David stumbled back to his quarters exhausted but jubilant, lady luck had bestowed the Xenos with an overwhelming victory, following days of botched skirmishes and lost traders they'd found themselves in what seemed a final hopeless situation, only to emerge utterly triumphant. If he jumped he wouldn't be surprised if the resounding cheers flooding Ouray wouldn't simply carry him through the air. Reaching his quarters he spotted a pair of the familiar brown envelopes sitting in the 'tube waiting to be looked over. Pouring himself a hasty shot o' victory whiskey he tore the first envelope open.
Wha... Cabbage? Is this a joke? This must be a joke. We've ignant fools aplenty in the Xenos, but I'll be darned if I'm putting one of my ships into the hands of one.
*scrawls: 'send this one back and tell him to try again, we like our jokes, but we aint a joke.'*
Now lesse... Ain't none of my business who you are then eh? If yer going to be flying in my wing, you better bet I'm gonna want to know who you are and where you're coming from.
*scrawls: Tell the Sassy Bandit to throw down a little background info, we can't turn away pilots with a bit of fire in their eye and a steady aim, but that doesn't mean we're gonna be reeling in potential spies hand over fist*
Kahbahjj squinted at the form is hand; 'Jowk? who this 'ere fewl be callin a jowk?'
He tore the printout up and took a swig from his flask.
'My mama wuz raht about these here Zeeners! they is a bit slow... lemme try summin else.'
He grabbed his holopad and hastily scribbled his reply.
'Deaar Zeener boss. This aint no Joke, ma mama dun likes them cabbages so she done named me after one. Ah think yew is discrimunatin aginst the wrong feller here! I is one bad mutha and ah will fits reeeaaal good in yer little gang oh misfits! Please go on home to yer wife/sister..whatever and git some council before yew rejects me!'
So long sucker.
Kahbahjj (son of Kahbohjj son of KahLehtahs)
Well do most people joining an organisation like this hustle you've got going here reveal everything at first glance? I can't reveal my real name 'cause that might implicate some family I got living in Liberty. They see things a bit differently from I do, but I love em, and especially with them hackers on the rise, I can't risk Liberty catching wind that one of their family members are out to kill em, lest they send my family to do some damned labour...
As for my loyalty, you've got nothing to worry about, my loyalty to those who deserve it is almost as great as my hatred of the current Liberty 'regime' and it's corrupt lackadaisical ways.
Let me prove my worth, get to know me, and you won't regret it.
David hadn't even found his way out the door, repleanished in his one clean sweater and some manner of homebrewed cologne before the tube whooshed with two returned documents, with a hurried groan he rushed over to check them out.
Er... Fine fine fine, allright Mr. Cabbage we'll stick you on some ground crew somewhere till we can figure out if you can pick up a rock without necessitating a stoppage of breath in order to free up brain power.

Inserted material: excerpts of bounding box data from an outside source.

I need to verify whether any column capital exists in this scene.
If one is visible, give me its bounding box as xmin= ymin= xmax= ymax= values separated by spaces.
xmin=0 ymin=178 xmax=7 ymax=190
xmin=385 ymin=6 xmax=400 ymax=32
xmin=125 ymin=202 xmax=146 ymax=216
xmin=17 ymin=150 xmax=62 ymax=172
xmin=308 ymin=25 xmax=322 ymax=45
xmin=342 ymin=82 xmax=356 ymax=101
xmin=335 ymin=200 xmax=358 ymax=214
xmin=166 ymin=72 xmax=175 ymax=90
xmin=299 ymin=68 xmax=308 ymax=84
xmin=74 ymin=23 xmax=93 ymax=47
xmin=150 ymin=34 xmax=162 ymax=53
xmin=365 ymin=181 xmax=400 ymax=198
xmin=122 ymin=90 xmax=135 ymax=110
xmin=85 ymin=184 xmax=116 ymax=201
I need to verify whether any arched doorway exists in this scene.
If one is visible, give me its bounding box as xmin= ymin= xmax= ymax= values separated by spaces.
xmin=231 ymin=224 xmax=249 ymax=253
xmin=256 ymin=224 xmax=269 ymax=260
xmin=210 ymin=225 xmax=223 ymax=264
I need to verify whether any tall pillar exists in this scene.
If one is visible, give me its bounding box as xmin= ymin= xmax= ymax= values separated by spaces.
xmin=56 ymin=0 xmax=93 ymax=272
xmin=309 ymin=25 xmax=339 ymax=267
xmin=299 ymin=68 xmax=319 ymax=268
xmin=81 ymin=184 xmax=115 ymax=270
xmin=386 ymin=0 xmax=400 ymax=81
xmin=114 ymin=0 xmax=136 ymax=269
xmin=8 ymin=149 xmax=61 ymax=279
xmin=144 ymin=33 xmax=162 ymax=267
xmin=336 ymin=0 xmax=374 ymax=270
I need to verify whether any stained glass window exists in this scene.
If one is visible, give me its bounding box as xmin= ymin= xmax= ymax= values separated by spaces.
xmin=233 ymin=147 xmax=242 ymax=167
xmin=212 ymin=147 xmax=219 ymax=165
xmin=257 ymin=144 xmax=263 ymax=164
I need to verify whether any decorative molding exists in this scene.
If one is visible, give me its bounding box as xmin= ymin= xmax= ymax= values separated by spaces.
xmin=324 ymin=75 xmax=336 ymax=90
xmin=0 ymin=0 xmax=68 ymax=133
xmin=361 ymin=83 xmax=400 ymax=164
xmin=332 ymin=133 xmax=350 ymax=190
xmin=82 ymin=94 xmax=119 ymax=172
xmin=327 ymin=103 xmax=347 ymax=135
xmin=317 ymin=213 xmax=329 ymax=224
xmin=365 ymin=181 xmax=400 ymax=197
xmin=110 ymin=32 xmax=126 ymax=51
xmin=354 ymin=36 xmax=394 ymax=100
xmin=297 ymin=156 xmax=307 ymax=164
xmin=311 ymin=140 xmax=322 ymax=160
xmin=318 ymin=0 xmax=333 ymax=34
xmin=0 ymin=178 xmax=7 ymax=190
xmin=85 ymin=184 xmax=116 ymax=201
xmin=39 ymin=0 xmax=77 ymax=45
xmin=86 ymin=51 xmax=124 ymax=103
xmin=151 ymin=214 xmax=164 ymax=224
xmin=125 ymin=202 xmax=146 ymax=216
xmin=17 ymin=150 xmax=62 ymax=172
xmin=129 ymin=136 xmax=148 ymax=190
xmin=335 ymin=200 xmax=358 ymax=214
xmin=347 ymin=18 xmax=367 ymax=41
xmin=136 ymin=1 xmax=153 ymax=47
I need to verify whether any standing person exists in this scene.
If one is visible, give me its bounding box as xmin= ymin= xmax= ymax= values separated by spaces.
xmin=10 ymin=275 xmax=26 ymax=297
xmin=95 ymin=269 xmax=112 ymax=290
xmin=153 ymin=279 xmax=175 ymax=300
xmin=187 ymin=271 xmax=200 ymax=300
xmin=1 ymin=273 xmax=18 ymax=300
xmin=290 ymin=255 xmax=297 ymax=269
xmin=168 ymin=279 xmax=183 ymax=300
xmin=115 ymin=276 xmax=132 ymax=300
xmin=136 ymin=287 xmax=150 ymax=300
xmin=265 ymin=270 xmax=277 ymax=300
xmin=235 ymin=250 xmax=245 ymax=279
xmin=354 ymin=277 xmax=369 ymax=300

Mule... Mule... Frak it, we'll send a shuttle to pick you up and figure out who you are when you step foot into our little floatin cave. Ain't like we aren't riddled with spies as it is like as not.
With that David hastily wrote out a set of instructions on both applications and bolted out the door, ready to join the celebrating before any more work demands took him.
===Incoming Transmission===
From: Akhmet Khufu
To: Xeno Alliance Recuitment Center
=PLAY=
Hello? Xeno Terrorists? This is Akhmet Khufu!! I am weeling(willing) to join se(the) Xeno Alliance! I am willing to geev(give) my life for watevar(do I really have to explain that?) cos(cause)! Aither(either) beeing(being) seemply(simply) keeled(killed) arr(or) far(for) se(the) beelargerant(belligerent) ALLAH!!(???). Okay! ah'm oot(out)! FOR ALLAH! FOR TERRORISM!!
Glenn opens the next envelope on his desk and begins to read
Hmm............ What? I think I need to run this one through the translator.
Puts the letter into the translator and waits....
Well, at least I can read it a little better this time... I think this guy's had a little too much synth today. Maybe he'll send another application when his head clears..... He didn't even explain why he wants to join....
Glenn puts the letter aside and moves on to the next item in his inbox
*A dark man with a goatee and a red Turkish hat comes in the next day.*
"Hi. I'm that crazy guy who sent you a transmission yesterday. I was too high. I'm sorry. I want to join the Xeno Alliance because I want to make Liberty scared and feel unsafe. I am willing to give my life to protecting the Xenos and its bases. I am going to terrorize Liberty, and anybody that gets in our way."